A prisoner riddle
Quite some time ago, I came across a riddle, and I’d like to share a variant of it with you:
100 prisoners are incarcerated in a very peculiar jail. The jail has a single room with a light controlled by a switch that is initially off. The prisoners are each told that they will be taken one at a time into this room, and will be allowed to flip the switch if they so desire. They will then be taken back to their room, and another prisoner will be brought to the room, given the same privilege, etc. While there is no specific reasoning whatsoever to the order in which the prisoners are sent to the room, there is only one known fact: the order doesn’t forbid any prisoner from entering the room after some time. That is, if the order were to continue indefinitely, no prisoner would enter the room for his or her last time (this happens almost surely anyway).

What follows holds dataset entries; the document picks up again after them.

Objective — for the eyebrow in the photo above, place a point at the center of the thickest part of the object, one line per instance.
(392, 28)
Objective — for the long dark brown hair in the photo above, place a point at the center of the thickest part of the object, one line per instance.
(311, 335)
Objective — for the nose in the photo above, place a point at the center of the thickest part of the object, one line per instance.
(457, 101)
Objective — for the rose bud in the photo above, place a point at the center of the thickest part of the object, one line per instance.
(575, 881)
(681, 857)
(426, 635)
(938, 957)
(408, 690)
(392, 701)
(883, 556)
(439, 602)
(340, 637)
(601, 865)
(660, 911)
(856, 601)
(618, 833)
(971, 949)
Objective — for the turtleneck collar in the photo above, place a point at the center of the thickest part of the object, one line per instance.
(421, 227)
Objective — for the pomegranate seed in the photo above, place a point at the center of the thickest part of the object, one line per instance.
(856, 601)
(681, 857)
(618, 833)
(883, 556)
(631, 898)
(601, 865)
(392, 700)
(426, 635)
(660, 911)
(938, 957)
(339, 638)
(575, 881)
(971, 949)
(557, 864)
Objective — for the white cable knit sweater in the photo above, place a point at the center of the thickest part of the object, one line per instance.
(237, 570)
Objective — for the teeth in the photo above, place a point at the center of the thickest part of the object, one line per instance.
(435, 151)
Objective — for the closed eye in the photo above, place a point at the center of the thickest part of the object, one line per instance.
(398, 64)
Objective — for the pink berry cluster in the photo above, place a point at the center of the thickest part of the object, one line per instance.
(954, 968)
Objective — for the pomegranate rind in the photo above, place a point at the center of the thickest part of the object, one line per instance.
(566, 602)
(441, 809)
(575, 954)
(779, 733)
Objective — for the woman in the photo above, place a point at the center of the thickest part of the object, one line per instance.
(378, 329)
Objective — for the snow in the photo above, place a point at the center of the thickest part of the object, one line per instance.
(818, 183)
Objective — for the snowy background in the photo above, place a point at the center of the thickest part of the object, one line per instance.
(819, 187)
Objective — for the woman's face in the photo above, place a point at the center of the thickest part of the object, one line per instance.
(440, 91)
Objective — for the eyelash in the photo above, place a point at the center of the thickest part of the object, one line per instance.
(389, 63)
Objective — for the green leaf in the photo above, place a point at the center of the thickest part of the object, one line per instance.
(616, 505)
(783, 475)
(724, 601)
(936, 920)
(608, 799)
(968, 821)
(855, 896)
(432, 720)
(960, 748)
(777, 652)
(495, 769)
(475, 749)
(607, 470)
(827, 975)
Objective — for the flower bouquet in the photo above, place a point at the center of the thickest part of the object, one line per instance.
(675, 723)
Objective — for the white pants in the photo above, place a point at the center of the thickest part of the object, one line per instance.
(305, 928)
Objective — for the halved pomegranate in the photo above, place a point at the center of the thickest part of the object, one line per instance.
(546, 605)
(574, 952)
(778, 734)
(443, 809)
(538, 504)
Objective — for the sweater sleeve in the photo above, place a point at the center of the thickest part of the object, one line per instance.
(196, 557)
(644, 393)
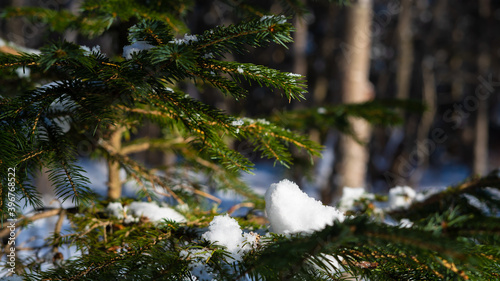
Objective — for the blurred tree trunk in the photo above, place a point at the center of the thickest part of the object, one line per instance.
(352, 166)
(405, 50)
(114, 181)
(480, 164)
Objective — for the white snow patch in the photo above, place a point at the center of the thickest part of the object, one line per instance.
(282, 21)
(12, 278)
(225, 231)
(88, 51)
(198, 265)
(208, 56)
(321, 110)
(186, 40)
(290, 210)
(401, 197)
(150, 210)
(117, 210)
(405, 223)
(154, 212)
(136, 47)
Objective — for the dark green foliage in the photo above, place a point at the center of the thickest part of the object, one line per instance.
(94, 98)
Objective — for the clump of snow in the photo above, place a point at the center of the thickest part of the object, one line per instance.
(136, 47)
(225, 231)
(321, 110)
(117, 210)
(12, 278)
(208, 56)
(88, 51)
(290, 210)
(401, 197)
(186, 40)
(154, 212)
(198, 265)
(23, 72)
(405, 223)
(282, 21)
(150, 210)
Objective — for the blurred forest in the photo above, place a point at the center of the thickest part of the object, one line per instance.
(443, 53)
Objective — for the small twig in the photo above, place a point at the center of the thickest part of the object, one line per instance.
(23, 220)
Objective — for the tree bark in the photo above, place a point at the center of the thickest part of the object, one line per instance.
(114, 181)
(480, 164)
(352, 167)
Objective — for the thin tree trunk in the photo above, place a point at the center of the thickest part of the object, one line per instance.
(114, 181)
(352, 167)
(480, 165)
(405, 52)
(429, 97)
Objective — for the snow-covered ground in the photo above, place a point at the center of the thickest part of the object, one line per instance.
(284, 199)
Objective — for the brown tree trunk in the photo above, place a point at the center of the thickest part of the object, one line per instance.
(352, 167)
(405, 51)
(480, 164)
(114, 181)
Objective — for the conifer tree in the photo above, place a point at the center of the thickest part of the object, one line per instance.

If any one prisoner at any time correctly claims that every prisoner has been to the room at least once (by shouting “DONE!”), then all the prisoners are set free. If he or she is wrong, they all are killed. Before the prisoners begin to be led into the room, they are allotted a single planning session in order to discuss a strategy. Is there a certain escape strategy for the prisoners?
If you like riddles, think about this one for a while before reading ahead. Keep in mind that the exact time of unanimous entry need not be known, but when a prisoner shouts “DONE!” each prisoner must have visited the room at least once, 100% of the time, always. If you get bored with this one, try to solve the problem assuming you do not know the initial condition of the switch.